Description: very few changes have been made to the external fabric of the mill building. Central doorway to SE (principal) elevation of larger corn mill, with 1st floor winnowing door directly above. A single doorway formerly sat to the left of this central bay, now replaced by a later 20th century, large sliding door. Ground floor windows to right and single1st floor window to the outer bay. The meeting point of the main mill building and the adjoining threshing mill is hidden by single storey, lean-to charf store (possibly a later addition), adjoining at right angles to the main building. This lean-to has a corrugated iron roof (previously slated), with doorways to both returns (left doorway blocked). The threshing mill is 2 bay, to the left bay a doorway and upper wind door, and windows to ground and 1st floor of the right bay. Both sides of the mill are gabled with stone skews, with a single wind door to the upper of the NE gable. The rear is mostly obscured by 20th century additions, with only 2 openings at 1st floor level of the main corn mill building. A single storey, piended roofed husk store sits off-centre left at ground floor, adjoining at right angles. The mill lade enters to the immediate left of the husk store, formerly through a sluice gate (now partially removed) and a rubble arched opening in the rear wall of the threshing mill. The tooled stone lade sits just below the eaves level of the husk store as a result of ground level changes.
Interior: the interior has changed little since production stopped in the 1970s, although the drying kiln to the left side of the corn mill has been removed, as has the threshing machinery. The remaining workings are thought to date from the early 20th century. To the threshing mill, the cast-iron and timber water wheel remains in place at ground floor, attached to the wall dividing it from the corn mill (providing the power for both mills). The machinery formerly at 1st floor has been removed. In the corn mill, the water wheel gearing remains in place (all cast-iron, apart from the spur wheel which is cast-iron with wooden teeth), linked through the dividing wall to the wheel. Also at ground floor are 2 wooden grain elevators and 2 hoppers. At 1st floor, 2 millstones remain, with a 3rd removed. The 2 adjacent stones were for shelling grain, whilst the 3rd was a burrstone, with a plaque inscribed: Smiths of Edinburgh. Also at 1st floor is the bevel gear for the threshing mill (feeding through the dividing wall) with a cast-iron drive gear linking to ground floor. At 2nd floor level, the kiln drying floor has been replaced by a wooden floor, and sack hoist gearing survives in the roof space. Fixed wooden ladder steps provide circulation, and the floor structure is composed of a central row of wooden columns with carved pad heads, supporting large exposed timber beams running the length of both mill buildings and later 20th century, timber sheet flooring.

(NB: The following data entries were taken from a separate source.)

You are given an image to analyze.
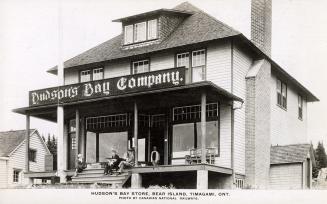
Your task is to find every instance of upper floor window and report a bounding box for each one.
[81,70,91,82]
[80,68,103,82]
[125,25,134,44]
[28,149,36,162]
[176,52,190,68]
[298,95,303,120]
[12,169,21,183]
[148,19,158,40]
[124,19,158,45]
[93,68,103,80]
[132,60,150,74]
[277,79,287,109]
[134,22,146,42]
[192,50,206,82]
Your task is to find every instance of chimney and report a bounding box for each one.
[251,0,272,57]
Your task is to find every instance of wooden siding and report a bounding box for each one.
[150,53,175,71]
[7,133,48,188]
[232,45,252,174]
[104,60,131,78]
[270,74,308,145]
[207,42,231,91]
[269,163,302,190]
[64,70,79,85]
[0,159,8,188]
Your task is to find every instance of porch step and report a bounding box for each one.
[71,168,130,188]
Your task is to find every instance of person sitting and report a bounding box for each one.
[74,154,86,176]
[117,149,135,174]
[104,149,123,175]
[150,146,160,166]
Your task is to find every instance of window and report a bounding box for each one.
[173,123,194,157]
[277,79,287,109]
[93,68,103,80]
[235,179,244,189]
[176,52,190,68]
[134,22,146,42]
[192,50,205,82]
[148,19,158,40]
[124,19,158,45]
[298,95,303,120]
[125,25,134,44]
[12,169,20,183]
[28,149,36,162]
[132,60,150,74]
[81,70,91,82]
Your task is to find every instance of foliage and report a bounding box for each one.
[312,142,327,178]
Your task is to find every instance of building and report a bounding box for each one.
[14,0,318,189]
[0,129,52,188]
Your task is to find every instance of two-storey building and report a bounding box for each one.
[15,0,318,189]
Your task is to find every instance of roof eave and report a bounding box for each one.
[112,9,193,22]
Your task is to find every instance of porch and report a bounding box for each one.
[15,67,242,189]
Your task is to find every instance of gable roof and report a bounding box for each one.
[270,144,314,164]
[48,2,319,102]
[48,2,240,73]
[0,129,35,157]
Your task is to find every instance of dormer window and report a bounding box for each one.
[124,19,158,45]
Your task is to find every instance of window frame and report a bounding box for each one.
[92,67,104,81]
[123,18,159,46]
[28,148,37,162]
[175,48,207,83]
[146,18,159,41]
[170,102,221,159]
[298,94,304,120]
[130,58,151,75]
[79,69,93,83]
[12,169,22,183]
[78,67,105,83]
[276,79,287,111]
[124,24,134,45]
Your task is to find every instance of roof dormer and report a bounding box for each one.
[113,9,192,49]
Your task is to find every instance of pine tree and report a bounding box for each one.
[312,142,327,177]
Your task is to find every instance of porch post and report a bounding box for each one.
[75,109,81,154]
[25,115,30,172]
[57,105,66,183]
[201,92,207,164]
[134,102,138,167]
[196,170,209,190]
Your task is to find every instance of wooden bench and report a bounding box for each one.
[185,147,216,164]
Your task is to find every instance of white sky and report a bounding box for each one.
[0,0,327,146]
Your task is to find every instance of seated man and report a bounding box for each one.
[74,154,86,176]
[117,149,135,174]
[104,149,123,175]
[150,146,160,166]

Materials: random rubble, some squared; heavily pointed in places. Large, squared rubble, long and short quoins; squared rubble surrounds to openings with polished margins; rubble lintels and cills. Stone skews. Random replacement windows; some timber sash and case. Cast-iron skylights to roofs. Timber boarded doors; narrow double doors to wind doors; later, timber boarded sliding door to corn mill. Pitched roofs, grey slates. Cast-iron rainwater goods.

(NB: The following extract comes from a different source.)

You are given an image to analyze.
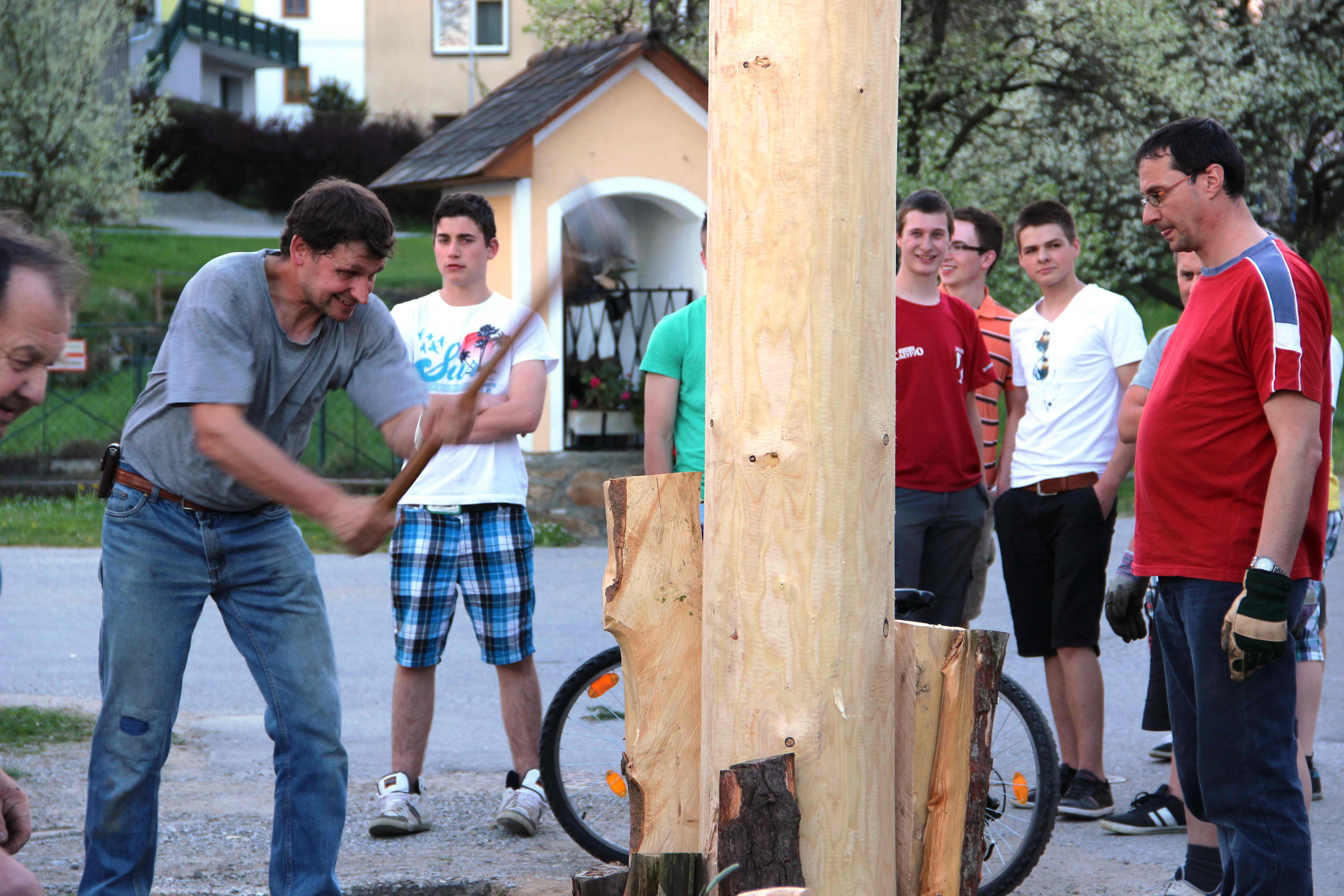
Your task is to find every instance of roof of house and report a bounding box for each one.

Milton Mill sits in a grouping of 5 mill buildings that are marked on the 1st edition OS map (1862), consisting of a flour mill, 2 woollen mills, the historic Beaton's Mill and this building. A mill is marked on the site of Milton on Timothy Pont's map of the area, dating from the late 16th century. Beaton's mill is infamous as the supposed site of the murder of James III after the battle of Sauchieburn. Milton Mill is part of an expansion of the milling industry on this site that occurred in the mid 19th century, and in the Stirling area in general. More recently the mill was included in the Scottish Industrial Archaeology Survey of 1984, when it was recorded alongside the other best preserved industrial buildings of the area, and is thought to be the only corn mill in the Stirling region that retains its mill wheel, lade and machinery. The other mills in the settlement surrounding Milton Mill have been converted to residential use or have been lost, leaving the mill building as the final unaltered example of the industrial heritage of the area. The mill was used for production of animal feed until the 1970s, having stopped milling oats in the late 1930s.